Be this, O mother, your religious care ;
I go to rouse soft Paris to the war;
If yet, not lost to all the sense of shame,
The recreant warrior hear the voice of fame.
Oh would kind earth the hateful wretch embrace,
That pest of Troy, that ruin of our race!
Deep to the dark abyss might he descend,
Troy yet should flourish, and my sorrows end." -Hector, Troy
Before returning to the fight, Hector goes to his wife and young son, Astyanax. This is a “wholesome” scene to most normie readers of the Iliad. His boy is scared of his father in full armor. His wife doesn’t want him to return to the battle. He kisses the wife and child goodbye before going back into the fight. But how many know what happens to Andromache, his wife, and Astyanax?
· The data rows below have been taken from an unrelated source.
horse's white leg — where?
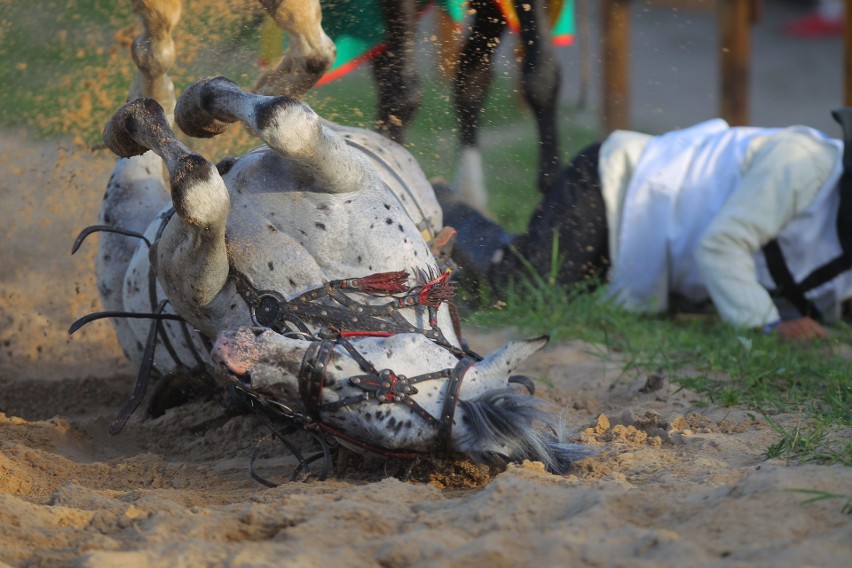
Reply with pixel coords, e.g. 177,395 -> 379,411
129,0 -> 182,121
254,0 -> 337,98
96,0 -> 181,356
104,99 -> 230,334
175,77 -> 372,193
453,0 -> 506,211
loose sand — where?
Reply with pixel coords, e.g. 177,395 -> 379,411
0,132 -> 852,567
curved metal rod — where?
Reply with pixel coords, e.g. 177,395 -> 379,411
109,300 -> 168,436
71,225 -> 151,254
68,311 -> 184,335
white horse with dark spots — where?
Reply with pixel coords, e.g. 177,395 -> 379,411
72,1 -> 590,480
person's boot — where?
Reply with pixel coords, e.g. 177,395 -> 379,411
433,183 -> 512,282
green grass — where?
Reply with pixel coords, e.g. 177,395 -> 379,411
466,268 -> 852,465
0,0 -> 852,465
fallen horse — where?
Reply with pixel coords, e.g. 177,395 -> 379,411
72,1 -> 589,484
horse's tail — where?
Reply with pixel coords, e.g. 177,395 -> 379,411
453,388 -> 598,474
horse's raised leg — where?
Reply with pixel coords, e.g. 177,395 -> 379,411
254,0 -> 337,98
372,0 -> 422,144
453,0 -> 506,210
104,98 -> 230,334
97,0 -> 181,359
515,0 -> 560,193
175,77 -> 379,193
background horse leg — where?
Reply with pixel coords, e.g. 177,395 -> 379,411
129,0 -> 181,120
254,0 -> 337,98
453,0 -> 506,210
372,0 -> 422,144
515,0 -> 561,193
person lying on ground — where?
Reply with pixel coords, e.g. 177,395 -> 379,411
436,109 -> 852,339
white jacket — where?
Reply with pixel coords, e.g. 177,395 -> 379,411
599,120 -> 852,327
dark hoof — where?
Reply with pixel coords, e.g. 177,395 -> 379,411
147,369 -> 220,418
175,77 -> 240,138
103,98 -> 168,158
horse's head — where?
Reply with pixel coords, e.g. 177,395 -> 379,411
213,328 -> 589,471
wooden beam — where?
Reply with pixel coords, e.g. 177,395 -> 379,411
719,0 -> 755,126
601,0 -> 630,134
843,0 -> 852,106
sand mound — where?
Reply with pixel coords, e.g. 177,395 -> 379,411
0,133 -> 852,567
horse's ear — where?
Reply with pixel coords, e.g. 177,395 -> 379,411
475,335 -> 550,376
Achilles is killed before the sacking of Troy, but when the city is sacked, the two come under Neoptolemus, the son of Achilles.
This is very interesting because Achilles is seen as this powerful, young, and beautiful warrior. The best of the Greks, but he is not that young. He’s old enough to have a full-grown son fighting with him at Troy. There is some controversy surrounding Neoptolemus. He kills Priam before an alter. A sort of religious sacrilege to the Greks. But that is not all he does.
If you’re a Rome enjoyer, you may have heard the myth surrounding Astyanax. She tried to hide her son after the fall of Troy but was discovered by the Greks. They debated what to do with the child. It was determined if they let him live, he might try to avenge his father and so, he was sentenced to death. I may be misremembering the tale, but in one story, his mother fought up and down to save him. It was then that Astyanax embodied TRUE Roman honor. He showed himself to have the Roman animus.
You see, Americans love the underdog. They want to see the underdog come out on top, against all odds. This is what moves the American animus. But the Romans weren’t moved by this. They had a different itch. What moved the Roman soul was the redemption of lost honor. Lucretia killing herself after being raped. The legion of survivors who served under Scipio Africanus regaining their honor by defeating Carthage. This is what moved the Romans.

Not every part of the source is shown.